Kissing up to Chairman Mao

Harare, Zimbabwe. Our admiration for Chairman Mao, architect of China’s Cultural Revolution from 1949 to 1976, is boundless. We have just named  a new highway after him.

Back in a now-distant day, of course,  he did provide guns and training for African liberation movements.

Some say Mao was a puppy compared to history’s worst genocidal dictators because his enforcers only killed 76 million people, a small percentage of the country’s 900 million population at the time. It is a matter of scale, proportion and percentages, they say.

On this percentage basis, Mao doesn’t compare with Pol Pot’s Kymer Rouge henchmen who killed 30 percent of the population in the killing fields of Kampuchea/Cambodia.  Nearly two million Cambodians died in a population of slightly more than seven million in a mere four years of forced labour, starvation, torture and straight slaughter.

Closer to home, it isn’t completely clear how many people King Leopold II of Belgium had killed, maimed and tortured  in the Congo Basin. He is in the league table with Stalin, Hitler & Co. Uganda’s Idi Amin is also there proportional to his then-population.

On ideological gains in global influence over the dastardly neo-imperialist West and turning a blind eye to any neo-colonial designs by China,  the present incumbent-for-life Comrade President Xi Jinping says his continuing cooperation with Africa will  “create  a just and equitable world on a global scale.”

Idyllic Miombo under threat – credit ADF magazine

This comes at a time when the world’s respected Wildlife Conservation Society says illegal Chinese loggers are felling hardwoods with abandon in the Miombo Woodlands. These include rosewood, tigerwood and “red-hued” trees sought after by their factories and furniture makers . Miombo spans eight countries from Burundi to Angola and down to southern Mozambique. Departing truckloads of wood and the roar of chainsaws impact on wildlife survival, local communities and local weather patterns in these woodlands that cover 10 percent of Africa’s total land mass, according to WCS.

China’s mechanised gold panning silting up rivers and laying waste alluvial ground.

Meanwhile hereabouts, questionably legal and noisy Chinese machines  have replaced traditional hand-held  gold panning pans to devastating effect, ripping up river bank areas that should be growing food in this drought year.

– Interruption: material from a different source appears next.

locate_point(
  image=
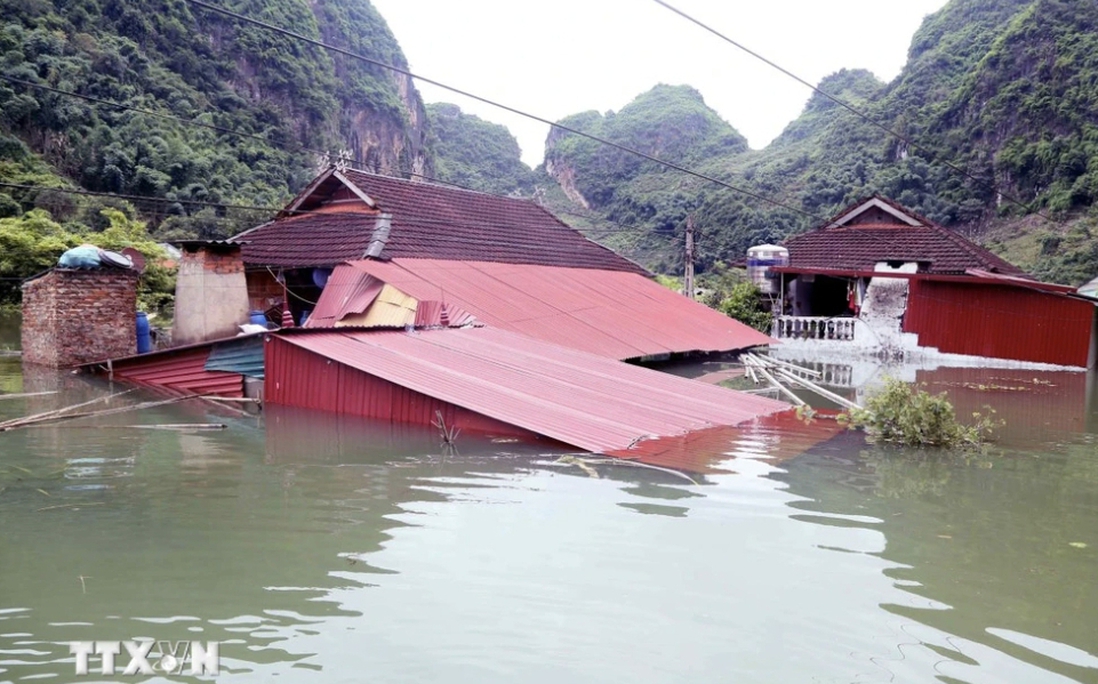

In the polyglot of southern Africa slang ‘china’ means friend or mate from old London rhyming slang ‘china plate’ or mate. So China, being our china, needs to exercise more honesty over its African adventures and without doing so any china of mine like China will not remain my china for much longer.

The Chinese, inveterate smokers, are manufacturing their own brand of cigarettes here. JinLong, Made in Zimbabwe, says the packet.

The world anti-smoking lobby has left China as the biggest buyer and grower of tobacco here – in what was once one of the one of the biggest producers of the so-called “golden leaf.”

***Sir Walter Raleigh brought tobacco from the Americas to the court of Queen Elizabeth 1 in the 16th Century. What do you do with it? You roll it up, put in your mouth and light it, said Raleigh, and demonstrated. “Disgusting,” the courtiers agreed. “It’ll never catch on,”

*** Old Cockney rhyming slang still in use today. Take a butchers, take a look from Butcher’s Hook, a fart is a raspberry from Raspberry Tart, Duck and Dive is skive or hide, Apples and Pears are stairs, Whistle and Flute is a gentleman’s suit and if you are a berk it’s is a rude insult, dare we say it,  rhyming  with Berkshire Hunt, thus you are a downright c-word. The Berkshire horse and hound hunt was a jaunt of the rich despised by London’s then East End dockers and working classes.